Here is my curriculum vitae (or PDF).

Teaching info: In Winter 2010, I am teaching MAT21A and MAT108.

Papers and preprints

Ehrhart polynomials of cyclic polytopes (arXiv) Fall 2004
A paper proving the conjecture made in math.CO/0402148 about the coefficients of the Ehrhart polynomials of cyclic polytopes.
Journal of Combinatorial Theory Ser. A 111 (2005), no. 1, 111-127.

(k,m)-Catalan numbers and hook length polynomials for plane trees, with Rosena Du (arXiv) Winter 2005
A short paper defining the hook length polynomials for m-ary trees and plane forests, and introducing a new generalization of Catalan numbers, by using which we prove our hook length polynomials have a simple binomial expression.
European Journal of Combinatorics 28 (2007), no. 4, 1312-1321.

Hook length polynomials for plane forests of a certain type (arXiv) Summer 2005
A short note defining the hook length polynomials for plane forests of a given degree sequence type. Some other enumerative results on trees are also given.
Annals of Combinatorics 13 (2009), no. 3, 315-322.

Ehrhart polynomials of lattice-face polytopes (arXiv) Fall 2005
A paper defining a new family of polytopes, lattice-face polytopes, which is a generalization of cyclic polytopes. We show that the Ehrhart polynomial of a lattice-polytope has the same simple form as cyclic polytopes.
Transactions of the American Mathematical Society 360 (2008), no. 6, 3041-3069.

The irreducibility of certain pure-cycle Hurwitz spaces, with Brian Osserman (arXiv) Fall 2006
We use a combination of geometric and group-theoretic techniques to prove that Hurwitz spaces of genus-0 covers of the projective line having a single ramified point over each branch point are irreducible.
American Journal of Mathematics 130 (2008), no. 6, 1687-1708.

A generating function for all semi-magic squares and the volume of the Birkhoff polytope, with Jesus A. De Loera and Ruriko Yoshida (arXiv) Fall 2006 - Winter 2007
We provide an explicit combinatorial formula for the volume of the polytope of n by n doubly-stochastic matrices, also known as the Birkhoff polytope. We do this through finding the multivariate generating function for the lattice points of the polytope.
Journal of Algebraic Combinatorics 30 (2009), no. 1, 113-139.

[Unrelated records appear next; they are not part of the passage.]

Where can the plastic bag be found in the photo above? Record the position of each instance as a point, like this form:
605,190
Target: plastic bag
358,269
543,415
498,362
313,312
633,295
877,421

Combinatorial bases for multilinear parts of free algebras with two compatible brackets (arXiv) Spring - Summer 2008
We construct bases for Lie_2(n) and P_2(n) from combinatorial objects, the set of rooted trees, then prove the dimension formulas for these two algebras conjectured by B. Feigin. We also define a complementary space Eil_2(n) to Lie_2(n), give a pairing between them, and show that the pairing is perfect.
Journal of Algebra 323 (2010), no. 1, 132-166.

A note on lattice-face polytopes and their Ehrhart polynomials (arXiv) Summer - Fall 2008
We redefine lattice-face polytope by removing an unnecessary restriction in the old definition and show that the Ehrhart polynomial of a new lattice-face poltyope has the same simple form as the old ones. Furthermore, we show that the new family of lattice-face polytopes contains all possible combinatorial types of rational polytopes.
Proceedings of the American Mathematical Society 137 (2009), no. 10, 3247-3258.

Moduli of crude limit linear series (arXiv) Winter 2009
We answer a combinatorial question posed by Osserman, giving a description of the dimensions of the spaces of crude limit linear series that he introduced.
International Mathematics Research Notices 2009 (2009), no. 21, 4032-4050.

Higher integrality conditions, volumes and Ehrhart polynomials (arXiv) Fall 2009
We introduce the definition of k-integral polytopes, and show that the Ehrhart polynomial of a k-integral polytope P has the properties that the coefficients in degrees of less than or equal to k are determined by a projection of P, and the coefficients in higher degrees are determined by slices of P. A key step of the proof is that under certain generality conditions, the volume of a polytope is equal to the sum of volumes of slices of the polytope.